Experiments in Sausage Making I: Lung Sausage after Rheinfränkisches Kochbuch

This weekend, I had the opportunity to join friends to experiment with medieval sausage recipes. The first was from the Rheinfränkisches Kochbuch and it is one I have been wanting to try for a long time. It turned out surprisingly well.

based on Rheinfränkisches Kochbuch #28

28 Item if you would make a good salted sausage, take the hind gut (rectum) of a calf and scrape it out in hot water and make it clean. Chop the lungs and bacon and season it well and enclose it in the gut. You also happily take the brain and egg yolks, parsley, and milk with this, then it is called a brain sausage. Afterward, boil it and then roast it on a griddle and serve it dry (i.e. without sauce) or make a yellow sauce to go over it (with) a little wine and season it.

There is a parallel recipe in Meister Hans:

Recipe #19 Würst machstu aus ainem affter darm von ainem kalb

Sausages you make from the rectum of a calf.

Item take the rectum of a calf and make it very clean. Chop lungs and bacon together, season it well and rub it in, and put that into the rectum. And boil the sausages and prepare and roast them. Thereafter, serve them dry (i.e. without sauce).

The idea of using lung this way was not exactly appealing, but the point to an experiment is finding out thing, so we went and did. I bought a calf lung from a Persian butcher and parboiled it in lightly salted water, then passed 500g of it through a meat grinder with 500g of streaky bacon (Bauchspeck). Since no specific seasoning instructions were given, I went for a mix of ‘warm’ spices: salt – just about two teaspoons since the bacon was already salted – pepper, cloves, nutmeg and ginger. Two eggs made the mix soft enough to stuff into beef guts.

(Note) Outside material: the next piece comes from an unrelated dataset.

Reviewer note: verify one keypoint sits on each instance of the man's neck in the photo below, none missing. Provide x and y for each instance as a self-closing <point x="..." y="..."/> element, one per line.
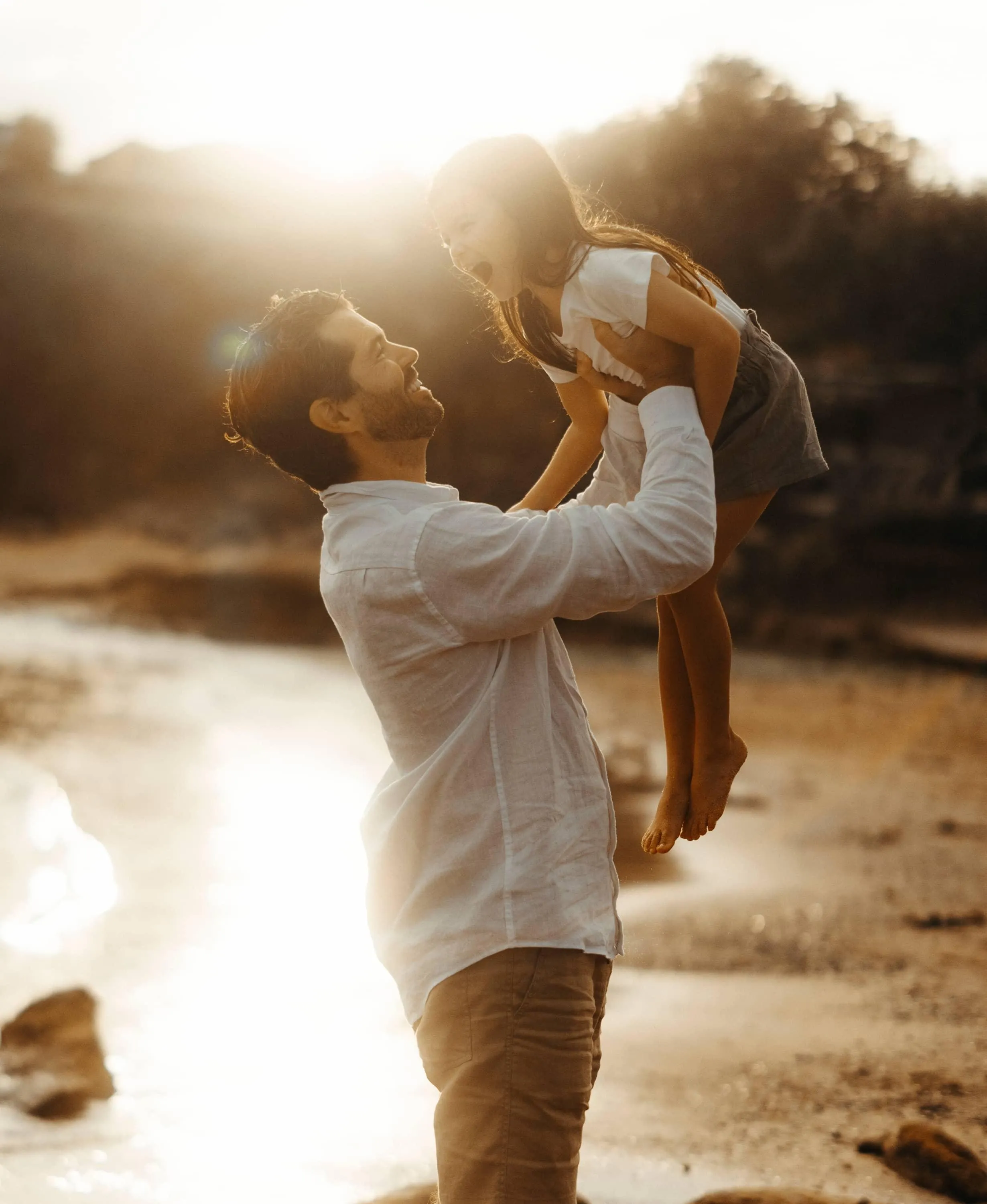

The sausages were slowly simmered for about 25 minutes and we served them with a variety of sauces. The lung sausage was the one I had the least hope for, but it turned out surprisingly pleasant. The texture of the lung was already attenuated by parboiling, and after grinding and mixing it was no longer noticeable. The flavour was rich and meaty, with a pudding-like consistency created by the eggs. It went especially well with dewericz, a honey apple sauce. More on the experiments later – this one was a success.